Moon Knight #1 begins with a splash page by Sienkiewicz that takes no prisoners. A squad of mercenaries led by Bushman rides into a rebel camp in Sudan at dawn, shooting every rebel in sight. Bushman’s second in command is Marc Spector, who disapproves of Bushman’s blood thirsty methods. Helicopter pilot Frenchy drops in and lets Marc in on his feelings that working for Bushman may not be in their best interests. Bushman plans an attack on Selina, a village that poses no threat but has a recently excavated pharaoh’s tomb for him to loot. Marc and Frenchy make the decision to desert that night.
During the raid on Selina, an old archeologist attempts to kill Bushman, but is stopped by Marc. Rather than taking the old man prisoner, Bushman kills him on sight. With his dying breath, the archaeologist tells Marc to find and protect his daughter. Despite her fear and anger towards the mercenaries, she heeds Marc’s threat and escapes. Bushman witnesses Spector’s “indescretion” but lets it slide and orders Marc to collect the gold artifacts and round up the remaining men in the town square. Frenchy arrives to helicopter Marc out, but Marc breaks away to unsuccessfully stop the firing squad from killing the prisoners. Marc tries to kill Bushman but is knocked out and left to die a slow death in the desert.

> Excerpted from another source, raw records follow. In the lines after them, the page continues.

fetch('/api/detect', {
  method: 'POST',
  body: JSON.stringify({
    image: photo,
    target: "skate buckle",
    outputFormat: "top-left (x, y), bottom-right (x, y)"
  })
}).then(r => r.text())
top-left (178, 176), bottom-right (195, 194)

He wakes up and barely musters the energy to wander through the desert for the next day and night. The following night his near lifeless body is found by the locals. They pull him in to the tomb of Pharaoh Seti as they and the slain archaeologist’s daughter Missy attempt to pack up the remaining artifacts. Her initial anger gives way to mercy, as she refuses to give in to anger and hate. Under the statue of Khonshu the moon god Marc’s body shoots back to life. He inexplicably recognizes Khonshu as “the taker of vengeance” and takes the white cloak off the statue before taking off in a jeep for his revenge on Bushman.

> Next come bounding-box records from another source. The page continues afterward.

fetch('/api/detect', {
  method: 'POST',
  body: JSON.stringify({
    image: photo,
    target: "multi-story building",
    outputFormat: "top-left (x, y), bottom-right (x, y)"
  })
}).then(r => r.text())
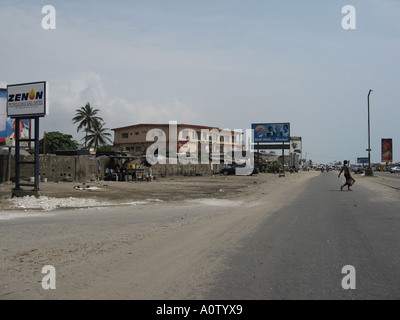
top-left (112, 123), bottom-right (243, 154)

Back at Selina, Marc takes out two of Bushman’s guards and sets a decoy to draw out Bushman and his men. After knocking the men out with an ammo dump blast, it’s just Marc and Bushman. Missy (her real name Marlene) shows up behind him, held back by a mysterious figure in the shadows. Marc turns to help her only to find that it’s Frenchy keeping her at a safe distance. Bushman escapes and Marc’s opportunity for revenge is lost.

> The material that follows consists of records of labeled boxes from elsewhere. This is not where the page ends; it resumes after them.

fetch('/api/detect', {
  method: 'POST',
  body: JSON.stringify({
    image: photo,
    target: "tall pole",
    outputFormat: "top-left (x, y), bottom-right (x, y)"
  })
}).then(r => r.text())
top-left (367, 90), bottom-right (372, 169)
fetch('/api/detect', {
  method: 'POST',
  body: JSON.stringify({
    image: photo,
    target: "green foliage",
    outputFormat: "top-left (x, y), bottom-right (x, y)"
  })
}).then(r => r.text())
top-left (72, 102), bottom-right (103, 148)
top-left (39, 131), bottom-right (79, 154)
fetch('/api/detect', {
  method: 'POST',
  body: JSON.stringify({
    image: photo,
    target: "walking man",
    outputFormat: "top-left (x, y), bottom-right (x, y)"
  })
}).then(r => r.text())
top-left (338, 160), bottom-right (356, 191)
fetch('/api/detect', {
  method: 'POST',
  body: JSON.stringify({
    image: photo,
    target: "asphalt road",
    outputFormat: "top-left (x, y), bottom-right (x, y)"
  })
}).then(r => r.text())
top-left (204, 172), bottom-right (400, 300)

Marc returns to New York with Frenchy and Marlene and establishes a new life in Long Island with two additional identities: Wall Street mogul Steven Grant and cab driver Jake Lockley. But Marc’s triple personality in addition to Moon Knight begins to take a toll on Marlene. “Lockley” tracks down Bushman to a club in Harlem, and once he’s in full Moon Knight costume, Frenchy rides in on their crescent shaped aircraft to drop him into Bushman’s club for a showdown.
No spoilers here. Moon Knight #1 is a great read and sets the tone for a great run on the title by Moench and Sienkiewicz. Moench’s script and Sienkiewicz’s dynamic art pack a lot of action and drama (with a higher than normal body count for a comic book of that era) into 24 pages. You definitely got your money’s worth with the 50 cent cover price back then, just as you would if you paid $3.99 for the issue today. Comixology is currently offering the digital version of Moon Knight #1 for free. It’s a great introduction to Moon Knight’s initial 80’s run that still holds up almost 40 years later.